自分達の元に戻ってきたテマリをみたカンクロウは焦りを隠せない様子で口を開いた。

「お、おい…いよいよじゃん…あいつホントに来んのかよ!?」

しかし我愛羅は冷静に答える。

「来る…絶対にな」

その表情からは何も読み取ることができなかった。


* * *


「ん〜!しかし何やってんだあのバカ!まだ来てねーのかぁ!?」

ナルトがキョロキョロと辺りを見回した瞬間、ブワッと木の葉の竜巻が巻き起こった。

そしてその竜巻がおさまったとき、2つ分の人影がその中から現れた。

「いやーー遅れてすみません…」

それは笑みを浮かべたカカシと、

ゲンマの「名は?」という問いに

「うちは…サスケ」

と答えたどこか以前よりオーラのあるサスケだった。

「(サスケくん…!!)」

観客席にいるサクラは笑顔で彼をみる。そしてその隣にはガイに付き添われたリーの姿もあった。
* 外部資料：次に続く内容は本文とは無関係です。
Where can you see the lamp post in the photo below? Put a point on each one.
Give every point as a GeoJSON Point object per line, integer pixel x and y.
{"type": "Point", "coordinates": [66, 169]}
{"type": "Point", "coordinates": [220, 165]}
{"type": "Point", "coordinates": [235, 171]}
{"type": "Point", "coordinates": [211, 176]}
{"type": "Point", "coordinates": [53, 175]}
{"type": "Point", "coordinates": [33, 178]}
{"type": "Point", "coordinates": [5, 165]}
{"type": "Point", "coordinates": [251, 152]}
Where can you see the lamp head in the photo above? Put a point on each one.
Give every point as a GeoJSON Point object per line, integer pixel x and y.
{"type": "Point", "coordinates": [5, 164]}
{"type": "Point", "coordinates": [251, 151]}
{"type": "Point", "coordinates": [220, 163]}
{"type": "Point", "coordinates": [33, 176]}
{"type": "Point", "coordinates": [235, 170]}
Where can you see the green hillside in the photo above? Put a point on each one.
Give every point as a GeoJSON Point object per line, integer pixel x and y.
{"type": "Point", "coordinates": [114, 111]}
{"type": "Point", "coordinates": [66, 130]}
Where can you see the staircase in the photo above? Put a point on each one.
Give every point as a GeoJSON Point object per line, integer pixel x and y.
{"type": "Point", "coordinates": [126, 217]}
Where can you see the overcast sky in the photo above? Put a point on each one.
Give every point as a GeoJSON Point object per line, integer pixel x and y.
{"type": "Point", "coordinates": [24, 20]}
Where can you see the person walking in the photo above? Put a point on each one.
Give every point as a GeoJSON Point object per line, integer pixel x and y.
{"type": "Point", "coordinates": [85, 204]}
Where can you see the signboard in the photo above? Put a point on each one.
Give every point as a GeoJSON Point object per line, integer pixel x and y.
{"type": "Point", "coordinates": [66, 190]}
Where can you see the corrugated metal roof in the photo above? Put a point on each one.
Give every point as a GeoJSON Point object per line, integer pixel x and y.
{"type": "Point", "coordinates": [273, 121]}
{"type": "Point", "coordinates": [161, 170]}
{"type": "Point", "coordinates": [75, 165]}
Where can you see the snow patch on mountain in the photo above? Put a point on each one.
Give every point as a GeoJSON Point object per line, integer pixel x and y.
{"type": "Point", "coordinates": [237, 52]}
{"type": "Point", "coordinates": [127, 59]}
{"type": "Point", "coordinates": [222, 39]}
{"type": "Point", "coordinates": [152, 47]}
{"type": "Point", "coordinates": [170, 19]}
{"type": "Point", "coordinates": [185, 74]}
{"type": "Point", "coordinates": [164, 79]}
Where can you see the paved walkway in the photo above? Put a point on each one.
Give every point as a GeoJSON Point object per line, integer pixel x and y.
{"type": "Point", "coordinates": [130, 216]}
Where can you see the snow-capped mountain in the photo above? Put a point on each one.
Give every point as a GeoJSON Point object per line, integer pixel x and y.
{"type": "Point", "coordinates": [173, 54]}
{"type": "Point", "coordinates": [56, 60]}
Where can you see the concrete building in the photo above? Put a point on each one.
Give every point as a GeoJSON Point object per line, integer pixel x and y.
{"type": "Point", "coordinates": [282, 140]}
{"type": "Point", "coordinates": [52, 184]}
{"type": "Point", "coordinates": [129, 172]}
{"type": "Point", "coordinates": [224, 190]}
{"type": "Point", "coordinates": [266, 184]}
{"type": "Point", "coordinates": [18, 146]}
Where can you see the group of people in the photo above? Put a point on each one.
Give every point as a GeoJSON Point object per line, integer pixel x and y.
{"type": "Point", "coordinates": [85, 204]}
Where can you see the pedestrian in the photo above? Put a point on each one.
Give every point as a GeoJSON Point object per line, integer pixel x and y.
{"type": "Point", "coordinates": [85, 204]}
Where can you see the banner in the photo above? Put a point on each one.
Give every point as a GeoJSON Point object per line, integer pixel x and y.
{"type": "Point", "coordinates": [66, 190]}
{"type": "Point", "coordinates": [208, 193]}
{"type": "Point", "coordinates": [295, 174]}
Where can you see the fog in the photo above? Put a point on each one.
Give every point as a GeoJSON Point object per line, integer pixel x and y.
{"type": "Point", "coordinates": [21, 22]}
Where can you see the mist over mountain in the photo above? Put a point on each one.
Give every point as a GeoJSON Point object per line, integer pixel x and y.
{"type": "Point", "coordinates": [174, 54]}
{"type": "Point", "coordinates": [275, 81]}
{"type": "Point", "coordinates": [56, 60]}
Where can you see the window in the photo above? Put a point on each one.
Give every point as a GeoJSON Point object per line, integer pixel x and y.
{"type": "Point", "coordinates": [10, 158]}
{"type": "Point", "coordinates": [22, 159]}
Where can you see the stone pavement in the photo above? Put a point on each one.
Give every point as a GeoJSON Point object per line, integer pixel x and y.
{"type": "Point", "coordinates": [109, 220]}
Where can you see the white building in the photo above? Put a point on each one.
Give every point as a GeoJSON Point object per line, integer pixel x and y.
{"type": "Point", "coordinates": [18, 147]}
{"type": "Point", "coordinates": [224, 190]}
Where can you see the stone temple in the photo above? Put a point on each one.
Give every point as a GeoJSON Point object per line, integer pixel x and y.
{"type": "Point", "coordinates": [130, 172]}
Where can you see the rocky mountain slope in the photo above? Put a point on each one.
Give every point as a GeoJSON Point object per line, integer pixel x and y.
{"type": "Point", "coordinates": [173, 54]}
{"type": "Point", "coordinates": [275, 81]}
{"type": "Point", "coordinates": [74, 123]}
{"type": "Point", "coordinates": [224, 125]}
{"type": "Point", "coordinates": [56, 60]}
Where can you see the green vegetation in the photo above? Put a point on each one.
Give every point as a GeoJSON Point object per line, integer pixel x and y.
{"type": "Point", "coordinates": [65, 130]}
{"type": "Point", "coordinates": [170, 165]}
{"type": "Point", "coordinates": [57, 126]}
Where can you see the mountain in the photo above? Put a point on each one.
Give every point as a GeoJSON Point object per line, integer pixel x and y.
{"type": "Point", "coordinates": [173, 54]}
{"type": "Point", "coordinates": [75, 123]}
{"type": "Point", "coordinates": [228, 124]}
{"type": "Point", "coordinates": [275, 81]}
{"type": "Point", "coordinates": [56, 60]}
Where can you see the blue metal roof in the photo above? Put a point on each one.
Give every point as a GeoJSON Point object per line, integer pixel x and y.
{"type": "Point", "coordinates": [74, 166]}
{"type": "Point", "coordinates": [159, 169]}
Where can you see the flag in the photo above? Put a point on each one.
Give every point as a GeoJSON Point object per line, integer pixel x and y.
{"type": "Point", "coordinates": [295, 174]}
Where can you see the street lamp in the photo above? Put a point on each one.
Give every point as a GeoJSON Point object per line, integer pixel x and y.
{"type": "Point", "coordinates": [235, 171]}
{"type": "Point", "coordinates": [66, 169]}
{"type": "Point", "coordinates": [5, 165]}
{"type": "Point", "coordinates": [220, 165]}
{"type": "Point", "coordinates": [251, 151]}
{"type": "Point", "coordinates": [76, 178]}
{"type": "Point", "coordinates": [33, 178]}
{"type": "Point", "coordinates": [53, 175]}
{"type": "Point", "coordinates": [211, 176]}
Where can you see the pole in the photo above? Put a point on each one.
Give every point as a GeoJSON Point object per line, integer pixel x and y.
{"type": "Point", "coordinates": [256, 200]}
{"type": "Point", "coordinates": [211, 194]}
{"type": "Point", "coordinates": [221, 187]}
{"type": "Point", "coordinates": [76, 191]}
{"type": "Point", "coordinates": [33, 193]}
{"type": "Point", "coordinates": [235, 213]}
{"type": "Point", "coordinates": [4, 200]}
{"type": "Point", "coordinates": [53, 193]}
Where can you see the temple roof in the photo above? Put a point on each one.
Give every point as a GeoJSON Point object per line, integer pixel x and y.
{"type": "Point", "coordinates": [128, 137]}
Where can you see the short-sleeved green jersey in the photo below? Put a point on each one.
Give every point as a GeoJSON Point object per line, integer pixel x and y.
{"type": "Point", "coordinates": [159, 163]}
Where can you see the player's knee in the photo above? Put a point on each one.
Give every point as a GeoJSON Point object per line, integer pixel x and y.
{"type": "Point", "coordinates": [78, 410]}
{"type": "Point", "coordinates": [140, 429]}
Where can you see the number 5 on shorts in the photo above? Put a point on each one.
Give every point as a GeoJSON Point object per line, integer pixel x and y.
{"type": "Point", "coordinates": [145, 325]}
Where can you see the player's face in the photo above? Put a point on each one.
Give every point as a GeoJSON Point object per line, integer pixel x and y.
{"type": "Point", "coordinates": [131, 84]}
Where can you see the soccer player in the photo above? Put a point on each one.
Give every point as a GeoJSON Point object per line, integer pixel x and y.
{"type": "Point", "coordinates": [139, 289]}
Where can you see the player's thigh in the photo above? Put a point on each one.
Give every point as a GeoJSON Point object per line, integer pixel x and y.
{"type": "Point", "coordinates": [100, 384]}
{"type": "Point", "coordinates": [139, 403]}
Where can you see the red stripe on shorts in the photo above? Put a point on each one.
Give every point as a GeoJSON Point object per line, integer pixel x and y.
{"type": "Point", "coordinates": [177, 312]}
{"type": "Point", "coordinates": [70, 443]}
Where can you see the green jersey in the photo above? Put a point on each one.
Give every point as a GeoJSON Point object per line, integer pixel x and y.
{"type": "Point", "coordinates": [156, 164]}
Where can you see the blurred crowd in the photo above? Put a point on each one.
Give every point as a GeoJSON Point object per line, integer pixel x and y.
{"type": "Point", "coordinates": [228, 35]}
「へっ!ずいぶん遅かったじゃねーの!俺とやんのをビビってもう来ねーと思ってたのによ!!」
「フ…あんまりはしゃぐんじゃねーよウスラトンカチ…」

現れたサスケをみた砂の忍たちは皆息を飲んだ。
木ノ葉崩しの計画決行の時が刻一刻と迫っている。


そして我愛羅はあまりにも冷たく無機質な声で「ホラ…来た」と呟いた。